O “AntroPOPhagia” que o público de Belo Horizonte irá ver já não é o mesmo que circulou até 2018. O projeto foi atravessado por outro, desenvolvido por Beatriz em parceria com Moreno a partir daquele ano, em torno da obra de Clarice Lispector. Ela conta que, quando recebeu o convite para trazer “AntroPOPhagia” para a cidade, resolveu fazer um híbrido, incluindo temas registrados no álbum “Clarice Clarão”, lançado em agosto deste ano.

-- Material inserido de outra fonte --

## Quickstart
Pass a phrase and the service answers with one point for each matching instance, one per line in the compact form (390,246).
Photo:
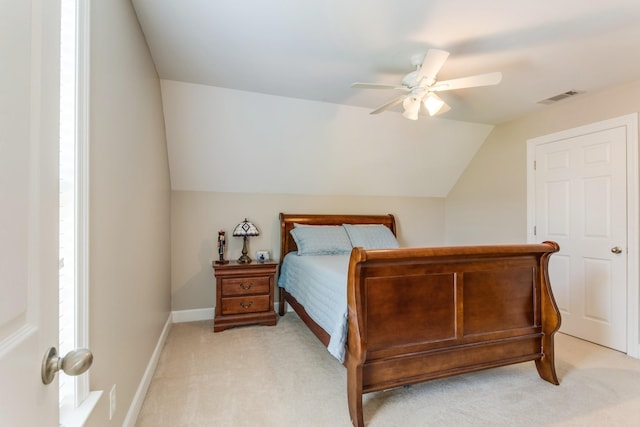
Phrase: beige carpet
(283,376)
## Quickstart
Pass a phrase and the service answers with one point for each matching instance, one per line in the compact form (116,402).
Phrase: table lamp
(244,230)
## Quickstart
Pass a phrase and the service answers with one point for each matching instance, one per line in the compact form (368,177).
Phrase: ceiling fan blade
(433,61)
(376,86)
(471,81)
(389,104)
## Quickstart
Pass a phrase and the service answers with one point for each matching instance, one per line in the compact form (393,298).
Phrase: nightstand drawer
(248,304)
(245,286)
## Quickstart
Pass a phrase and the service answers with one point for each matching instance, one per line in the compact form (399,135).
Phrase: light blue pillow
(375,236)
(321,239)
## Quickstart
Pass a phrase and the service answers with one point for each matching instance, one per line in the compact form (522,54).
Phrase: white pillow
(321,239)
(375,236)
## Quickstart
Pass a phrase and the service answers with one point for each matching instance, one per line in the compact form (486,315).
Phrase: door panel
(580,188)
(29,84)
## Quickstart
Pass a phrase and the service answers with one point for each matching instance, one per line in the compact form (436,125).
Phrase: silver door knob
(76,362)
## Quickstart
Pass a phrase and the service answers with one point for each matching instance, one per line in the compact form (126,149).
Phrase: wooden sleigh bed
(416,314)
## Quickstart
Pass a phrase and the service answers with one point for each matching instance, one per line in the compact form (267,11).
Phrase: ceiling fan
(420,86)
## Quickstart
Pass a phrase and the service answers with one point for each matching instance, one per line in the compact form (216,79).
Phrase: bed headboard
(287,221)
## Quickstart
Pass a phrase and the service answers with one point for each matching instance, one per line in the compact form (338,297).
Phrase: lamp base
(244,259)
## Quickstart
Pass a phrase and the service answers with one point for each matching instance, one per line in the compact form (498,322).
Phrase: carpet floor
(283,376)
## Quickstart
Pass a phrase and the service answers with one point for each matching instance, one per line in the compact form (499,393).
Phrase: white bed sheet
(319,284)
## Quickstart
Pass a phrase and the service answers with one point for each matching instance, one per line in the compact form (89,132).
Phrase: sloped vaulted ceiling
(273,79)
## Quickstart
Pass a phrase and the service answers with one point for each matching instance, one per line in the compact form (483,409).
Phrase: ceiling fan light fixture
(411,106)
(433,103)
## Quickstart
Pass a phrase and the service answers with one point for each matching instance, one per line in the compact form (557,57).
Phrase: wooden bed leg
(354,395)
(546,366)
(282,305)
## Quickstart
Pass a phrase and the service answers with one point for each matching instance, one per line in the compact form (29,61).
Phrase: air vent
(560,97)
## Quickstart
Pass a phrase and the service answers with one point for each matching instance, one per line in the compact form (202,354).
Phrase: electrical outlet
(112,402)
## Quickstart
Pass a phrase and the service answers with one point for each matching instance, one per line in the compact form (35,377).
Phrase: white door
(580,202)
(29,110)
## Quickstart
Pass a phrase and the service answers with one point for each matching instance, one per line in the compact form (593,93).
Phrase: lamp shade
(245,228)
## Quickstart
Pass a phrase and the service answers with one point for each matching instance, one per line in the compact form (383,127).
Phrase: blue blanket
(319,284)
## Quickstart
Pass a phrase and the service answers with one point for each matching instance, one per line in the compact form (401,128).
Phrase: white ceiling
(314,50)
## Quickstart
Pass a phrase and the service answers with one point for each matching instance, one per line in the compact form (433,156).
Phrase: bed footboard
(424,313)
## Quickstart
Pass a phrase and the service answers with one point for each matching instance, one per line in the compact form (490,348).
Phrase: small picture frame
(262,256)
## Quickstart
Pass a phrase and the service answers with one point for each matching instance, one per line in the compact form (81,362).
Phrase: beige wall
(196,218)
(129,207)
(488,203)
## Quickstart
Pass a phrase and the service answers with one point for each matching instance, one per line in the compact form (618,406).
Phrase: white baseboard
(141,392)
(197,314)
(194,315)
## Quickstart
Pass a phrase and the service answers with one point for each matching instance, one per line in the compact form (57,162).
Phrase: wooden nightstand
(244,294)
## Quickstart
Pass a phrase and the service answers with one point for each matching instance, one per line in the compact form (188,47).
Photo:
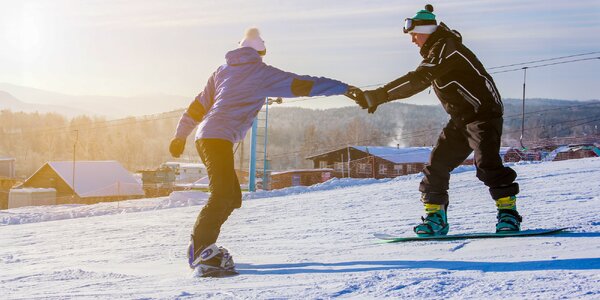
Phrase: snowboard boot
(435,223)
(509,220)
(211,261)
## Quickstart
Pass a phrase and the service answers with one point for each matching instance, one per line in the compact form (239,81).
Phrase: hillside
(317,243)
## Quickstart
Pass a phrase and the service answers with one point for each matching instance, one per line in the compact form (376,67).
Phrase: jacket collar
(241,56)
(441,32)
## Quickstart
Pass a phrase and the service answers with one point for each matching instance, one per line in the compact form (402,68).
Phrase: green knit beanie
(425,14)
(423,22)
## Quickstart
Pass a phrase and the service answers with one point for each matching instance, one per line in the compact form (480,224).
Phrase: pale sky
(137,47)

A artista explica que o projeto que resultou no recém-lançado disco também surgiu por meio de um convite. “Costumo dizer que foi um presente, porque estávamos aqui no Brasil entre 2018 e 2019, vivendo um momento muito difícil politicamente, com os artistas sendo atacados, o Ministério da Cultura extinto, quando veio um convite da Princeton University, de Nova Jersey, para que eu criasse um trabalho em torno da obra de Clarice Lispector, por conta do centenário dela”, recorda.

Ela conta que se reuniu com Moreno para conversar sobre o que poderiam desenvolver. “A gente adora cantar juntos, a gente adora literatura, a gente se adora, então é muito prazeroso criar ao lado dele”, diz. A dupla, então, compôs, juntamente com outros músicos, 11 temas que dialogam com trechos da obra da célebre escritora para um espetáculo que seria apresentado na universidade de Nova Jersey, em 2020.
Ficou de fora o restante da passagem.